On 21-23 November 2022, the DZL Academy hosted its Annual Symposium titled "Lung Development, Repair and Regeneration". In the suitably remote and beautiful grounds of Rauischholzhausen, Hessen, about 50 early career scientists mingled and exchanged ideas on hot topics in lung research and career paths with an international group of leading scientists in the field.
The symposium was organized in five blocks of topical research themes that early career scientists (ECS)–drawn from all five sites of the German Center for Lung Research (DZL), together with DZL-affiliated partner sites–currently address in their research projects, which are embedded in the overall DZL research program. Within each block, four invited ECS presented their most recent findings, followed by a Q&A session that was also moderated by one of their ECS peers. A special feature of these Q&A sessions was the in-depth scientific exchange with the five invited internationally renowned keynote speakers.
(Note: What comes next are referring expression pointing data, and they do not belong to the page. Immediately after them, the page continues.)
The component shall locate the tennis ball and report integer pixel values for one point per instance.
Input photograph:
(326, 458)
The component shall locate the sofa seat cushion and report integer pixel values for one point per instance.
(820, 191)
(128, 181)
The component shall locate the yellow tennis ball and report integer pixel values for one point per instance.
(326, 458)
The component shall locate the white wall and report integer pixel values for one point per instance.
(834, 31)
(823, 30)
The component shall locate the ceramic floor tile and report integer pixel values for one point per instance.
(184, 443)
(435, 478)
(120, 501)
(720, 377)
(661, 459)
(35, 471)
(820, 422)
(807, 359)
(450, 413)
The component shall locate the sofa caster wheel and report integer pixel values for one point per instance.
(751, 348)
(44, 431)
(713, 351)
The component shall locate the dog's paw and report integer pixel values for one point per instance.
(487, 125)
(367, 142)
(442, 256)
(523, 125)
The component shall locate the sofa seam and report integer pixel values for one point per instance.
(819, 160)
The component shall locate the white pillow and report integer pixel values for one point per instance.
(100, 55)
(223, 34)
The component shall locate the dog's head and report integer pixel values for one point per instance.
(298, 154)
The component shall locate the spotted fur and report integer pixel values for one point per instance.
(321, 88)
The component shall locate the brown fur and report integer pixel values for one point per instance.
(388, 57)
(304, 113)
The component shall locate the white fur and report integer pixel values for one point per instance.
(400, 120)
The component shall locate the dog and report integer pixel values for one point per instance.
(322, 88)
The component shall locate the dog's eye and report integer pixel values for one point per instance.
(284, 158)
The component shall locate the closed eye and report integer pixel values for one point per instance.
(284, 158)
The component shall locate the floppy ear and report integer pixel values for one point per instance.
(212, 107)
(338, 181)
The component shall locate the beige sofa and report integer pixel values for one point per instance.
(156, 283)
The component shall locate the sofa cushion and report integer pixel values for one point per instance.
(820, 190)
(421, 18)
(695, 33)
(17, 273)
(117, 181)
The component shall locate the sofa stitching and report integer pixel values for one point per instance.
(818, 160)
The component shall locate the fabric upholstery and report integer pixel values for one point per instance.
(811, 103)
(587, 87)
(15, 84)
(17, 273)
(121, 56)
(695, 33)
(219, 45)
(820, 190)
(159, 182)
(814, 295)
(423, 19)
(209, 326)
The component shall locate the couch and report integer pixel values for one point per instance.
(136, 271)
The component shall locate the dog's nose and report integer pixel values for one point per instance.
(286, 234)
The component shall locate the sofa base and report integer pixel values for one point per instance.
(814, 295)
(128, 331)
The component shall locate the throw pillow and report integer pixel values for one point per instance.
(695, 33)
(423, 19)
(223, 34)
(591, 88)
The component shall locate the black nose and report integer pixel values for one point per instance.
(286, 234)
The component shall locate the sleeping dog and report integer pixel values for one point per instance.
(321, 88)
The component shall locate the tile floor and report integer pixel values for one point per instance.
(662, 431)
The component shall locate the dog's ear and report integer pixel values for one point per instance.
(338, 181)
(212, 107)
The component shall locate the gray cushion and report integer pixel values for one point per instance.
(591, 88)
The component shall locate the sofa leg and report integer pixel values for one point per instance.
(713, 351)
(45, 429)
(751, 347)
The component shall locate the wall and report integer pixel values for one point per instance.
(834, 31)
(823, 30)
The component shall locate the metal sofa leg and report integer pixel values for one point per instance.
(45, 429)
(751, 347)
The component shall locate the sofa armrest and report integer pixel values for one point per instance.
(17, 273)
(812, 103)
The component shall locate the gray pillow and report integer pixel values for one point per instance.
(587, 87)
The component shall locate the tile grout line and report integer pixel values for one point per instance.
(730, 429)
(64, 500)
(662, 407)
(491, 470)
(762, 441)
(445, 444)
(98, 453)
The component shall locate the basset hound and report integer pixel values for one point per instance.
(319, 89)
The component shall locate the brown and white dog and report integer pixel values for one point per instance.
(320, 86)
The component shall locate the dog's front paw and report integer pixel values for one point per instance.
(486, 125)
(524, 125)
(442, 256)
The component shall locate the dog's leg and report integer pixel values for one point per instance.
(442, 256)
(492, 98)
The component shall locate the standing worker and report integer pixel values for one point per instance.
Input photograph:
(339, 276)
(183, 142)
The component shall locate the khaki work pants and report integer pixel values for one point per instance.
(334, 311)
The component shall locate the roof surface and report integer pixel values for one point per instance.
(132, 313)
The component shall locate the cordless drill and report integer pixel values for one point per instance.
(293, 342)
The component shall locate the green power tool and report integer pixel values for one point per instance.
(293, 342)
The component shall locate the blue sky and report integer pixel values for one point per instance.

In his opening address, keynote speaker Dr. William Zaccharias (Cincinnati Children’s Hospital Medical Center, Cincinnati, USA) set the scene, highlighting the fact that despite global research efforts, we still have no therapies available to patients to promote the regeneration of diseased lungs. While it is clear that there will be no ‘one’ drug to address lung regeneration in patients with diverse lung diseases, he encouraged the ECS to think about the common themes and pathways that might benefit from interdisciplinary exchange. The keynote address by Dr. Purushothama Rao Tata (Duke University, Durham, USA) honed in on the great advances that have been made in our understanding of lung development and regeneration with the application of single-cell technologies. Single-cell technology helps us unravel the roles that newly discovered cell types and cell states play in a broad spectrum of lung diseases. This thread was picked up again by keynote speaker Dr. Kerstin Meyer (Wellcome Sanger Institute, Cambridge, UK) who outlined the great effort that has been expended, and the wonderful research opportunities that have arisen from, the Human Lung Cell Atlas project and its spin-off, the “spatial atlasing of the human adult and developing lung”. Dr. Rob Hynds, keynote speaker from University College London (London, UK), provided important insights into the challenges posed by working on the development of pre-regenerative cell-based therapies. In her concluding keynote address, Dr. Darcy Wagner (Lund University, Sweden), pushed the frontiers of medical approaches to promote lung regeneration further by outlining her work with 3D printing of lung tissue structure and her research related to supporting the growth of multiple lung cell-types until the tissue matures.
A special excursion to another very topical respiratory system was presented the Dr. Hartmut Michel (Max Planck Institute of Biophysics, Frankfurt), recipient of the 1988 Nobel Prize in Chemistry, who summarized the milestones met along the path of studies on of photosynthesis and cellular respiration.
For the meet-the-expert session, the 50 ECS split into five groups to meet the keynote speakers in an informal setting, to learn from their experiences about forging a successful career path that considers the challenges of obtaining funding, establishing a junior research group and still finding time for family and friends. To put experience into practice, ECS finished each day in the open-end bar.
The symposium was organized by the DZL Academy board members Professor Rory E. Morty and Professor Elie El Agha with the support of Dr. Sezin Czarnecki.
The aim of the event was to gather ECS and established scientists from basic research and clinical practice, to stimulate interdisciplinary discussions and to advance translational lung research and highlight career development strategies. In this sense, the symposium was a great success, as Professor Rory E. Morty summarized at the end of the symposium: “To be able to drive regeneration of the diseased lung, by understanding and exploiting developmental and regenerative pathways, represents the only hope we currently have for the long-term management of a number of acute and chronic lung diseases for which curative therapies do not exist. Our DZL Academy Annual Symposium succeeded in bringing trainee scientists drawn from all DZL sites who work in this exciting and challenging arena together with the leading minds in the field to help their research move forward”. Professor El Agha added, “it was great to finally have an in-person meeting engaging DZL ECS from all over the country and have them interact with renowned experts in the field. The symposium was a breath of fresh air full of positive energy, excellent networking and, most importantly, outstanding science!”